Seit sie denken kann, will Rosina heiraten. Und sie weiss auch schon lange, wie das aussehen soll: weisses Kleid, Steinchen, viel Glitzer, Sisi und Barbie als Vorbilder dafür. Der Grossvater hat ihr eine Regel mit auf den Weg gegeben, an die sie sich gehalten hat: Der Mann soll den Heiratsantrag machen. Wäre es nach ihr gegangen, hätten Severin und sie wohl schon ein paar Jahre früher geheiratet. «Vielleicht ist diese Denkweise ein bisschen veraltet. Ich bin auf dem Land aufgewachsen, in einem winzigen Dorf. Aber wenn ich einen Traum habe, halte ich eigentlich gern daran fest.»

Romantisch ist es allemal, wie Severin ihr den Antrag macht: am selben Volksfest auf einem weitläufigen Gelände irgendwo im Mittelland, wo ihre Beziehung begann, und auf den Tag zehn Jahre später. Er geht mit dem Ring vor ihr auf die Knie. Rosina muss weinen, vor Freude, und auch ein bisschen vor Schock.
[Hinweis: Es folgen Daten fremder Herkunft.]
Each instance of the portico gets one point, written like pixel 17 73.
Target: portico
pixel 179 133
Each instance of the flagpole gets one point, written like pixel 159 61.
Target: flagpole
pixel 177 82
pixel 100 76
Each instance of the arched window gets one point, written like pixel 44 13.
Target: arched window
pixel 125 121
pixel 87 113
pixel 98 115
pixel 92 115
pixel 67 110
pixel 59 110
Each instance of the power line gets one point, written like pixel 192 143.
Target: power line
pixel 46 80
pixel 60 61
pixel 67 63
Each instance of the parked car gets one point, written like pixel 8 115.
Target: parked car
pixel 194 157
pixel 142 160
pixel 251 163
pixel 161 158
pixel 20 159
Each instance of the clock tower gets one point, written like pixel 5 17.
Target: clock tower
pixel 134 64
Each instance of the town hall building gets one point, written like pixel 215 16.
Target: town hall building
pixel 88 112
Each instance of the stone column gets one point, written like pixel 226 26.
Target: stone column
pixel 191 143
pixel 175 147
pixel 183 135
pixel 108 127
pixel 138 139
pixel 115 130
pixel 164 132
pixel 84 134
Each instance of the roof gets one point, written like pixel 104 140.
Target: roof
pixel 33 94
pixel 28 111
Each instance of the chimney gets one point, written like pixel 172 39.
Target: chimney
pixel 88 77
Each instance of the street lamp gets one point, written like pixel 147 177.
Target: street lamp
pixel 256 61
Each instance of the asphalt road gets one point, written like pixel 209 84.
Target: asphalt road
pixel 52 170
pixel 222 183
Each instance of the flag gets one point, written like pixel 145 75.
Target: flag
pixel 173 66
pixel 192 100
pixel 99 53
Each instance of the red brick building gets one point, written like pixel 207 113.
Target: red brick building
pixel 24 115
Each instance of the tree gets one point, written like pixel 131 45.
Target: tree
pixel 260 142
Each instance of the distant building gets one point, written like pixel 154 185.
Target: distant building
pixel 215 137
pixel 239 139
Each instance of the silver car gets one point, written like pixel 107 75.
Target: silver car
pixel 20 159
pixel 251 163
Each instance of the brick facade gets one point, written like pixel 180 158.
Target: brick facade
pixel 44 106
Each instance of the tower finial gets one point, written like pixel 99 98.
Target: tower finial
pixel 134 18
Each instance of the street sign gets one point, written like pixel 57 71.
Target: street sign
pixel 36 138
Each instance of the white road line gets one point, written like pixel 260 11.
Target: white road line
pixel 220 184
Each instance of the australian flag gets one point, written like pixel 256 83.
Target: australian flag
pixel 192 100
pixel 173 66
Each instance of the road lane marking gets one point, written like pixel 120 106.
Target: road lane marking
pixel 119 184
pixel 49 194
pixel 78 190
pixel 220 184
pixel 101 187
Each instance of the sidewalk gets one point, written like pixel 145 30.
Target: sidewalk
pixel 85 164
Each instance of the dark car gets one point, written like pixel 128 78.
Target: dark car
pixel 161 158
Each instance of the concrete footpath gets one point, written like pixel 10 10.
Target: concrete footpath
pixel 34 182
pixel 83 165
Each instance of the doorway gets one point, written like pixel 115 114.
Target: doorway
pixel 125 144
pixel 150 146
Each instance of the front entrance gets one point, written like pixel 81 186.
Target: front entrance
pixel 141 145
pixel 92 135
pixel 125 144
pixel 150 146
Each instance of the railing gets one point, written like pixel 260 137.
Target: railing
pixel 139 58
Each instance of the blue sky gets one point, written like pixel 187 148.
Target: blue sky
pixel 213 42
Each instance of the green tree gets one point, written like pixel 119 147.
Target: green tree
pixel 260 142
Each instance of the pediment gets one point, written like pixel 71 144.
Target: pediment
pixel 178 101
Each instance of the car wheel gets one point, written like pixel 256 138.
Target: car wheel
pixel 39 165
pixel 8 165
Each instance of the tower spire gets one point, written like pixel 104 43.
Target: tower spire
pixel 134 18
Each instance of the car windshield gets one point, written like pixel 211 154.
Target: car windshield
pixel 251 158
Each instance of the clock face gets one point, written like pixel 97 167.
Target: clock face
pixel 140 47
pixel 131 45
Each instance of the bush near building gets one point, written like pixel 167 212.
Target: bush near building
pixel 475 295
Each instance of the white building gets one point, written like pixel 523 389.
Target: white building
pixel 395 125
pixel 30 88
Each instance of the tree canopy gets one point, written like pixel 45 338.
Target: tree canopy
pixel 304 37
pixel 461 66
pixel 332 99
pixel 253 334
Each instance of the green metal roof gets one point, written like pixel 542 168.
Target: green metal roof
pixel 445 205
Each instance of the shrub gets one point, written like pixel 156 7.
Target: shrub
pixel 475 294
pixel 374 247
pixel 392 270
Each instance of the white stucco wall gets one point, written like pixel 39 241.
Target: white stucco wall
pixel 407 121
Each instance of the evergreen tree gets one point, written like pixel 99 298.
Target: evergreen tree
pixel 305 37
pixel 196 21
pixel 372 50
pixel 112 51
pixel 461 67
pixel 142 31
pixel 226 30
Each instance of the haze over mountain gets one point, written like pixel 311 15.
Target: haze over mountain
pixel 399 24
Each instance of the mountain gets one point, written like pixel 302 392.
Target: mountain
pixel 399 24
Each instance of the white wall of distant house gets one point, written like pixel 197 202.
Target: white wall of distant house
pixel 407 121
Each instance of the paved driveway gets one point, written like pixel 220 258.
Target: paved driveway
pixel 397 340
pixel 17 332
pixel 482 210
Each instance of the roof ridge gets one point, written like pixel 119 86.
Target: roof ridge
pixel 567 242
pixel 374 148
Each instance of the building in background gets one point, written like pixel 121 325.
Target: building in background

Vor Severin hatte sie bloss zwei «Kinderbeziehungen», wie Rosina das nennt, da ging es eher ums Küssen. Die zweite von ihnen endet an einem Freitagmorgen, sie ist siebzehn Jahre alt. Um sich von der Trennung abzulenken, geht sie am Abend ans Volksfest. Sie lernt Severin kennen, eine Freundin will Rosina mit ihm verkuppeln, doch da denkt sie noch: Was für ein Vollidiot! Die Freundin lässt nicht locker, am zweiten Abend gibt sich Severin Mühe, sie verstehen sich schon viel besser, irgendwann küssen sie sich. Nach dem dritten Abend werden sie per SMS ein Paar: «Wollen wir zusammen sein?»

Heute ist Rosina 28. Im vergangenen Sommer heiraten Severin und sie. Über 20 000 Franken lassen sie sich das Fest kosten, es wird noch schöner, als Rosina es sich ausgemalt hat. Bis im Frühling vor der Hochzeit ist Severin der einzige Mann, mit dem sie je Sex gehabt hat.

Vor gut sechs Jahren sind sie in eine Dreizimmerwohnung in einem Nachbardorf gezogen. Wohl nicht zufällig machen sie diesen Schritt nach der grössten Krise, die ihre Beziehung bis dahin erlebt hat. «Die gemeinsame Wohnung hat sich wie eine Entscheidung angefühlt: Das ist der Mann, mit dem ich mein Leben verbringen will. Und es war, als würde sich ein Knopf auflösen, die Eifersucht hat plötzlich aufgehört.»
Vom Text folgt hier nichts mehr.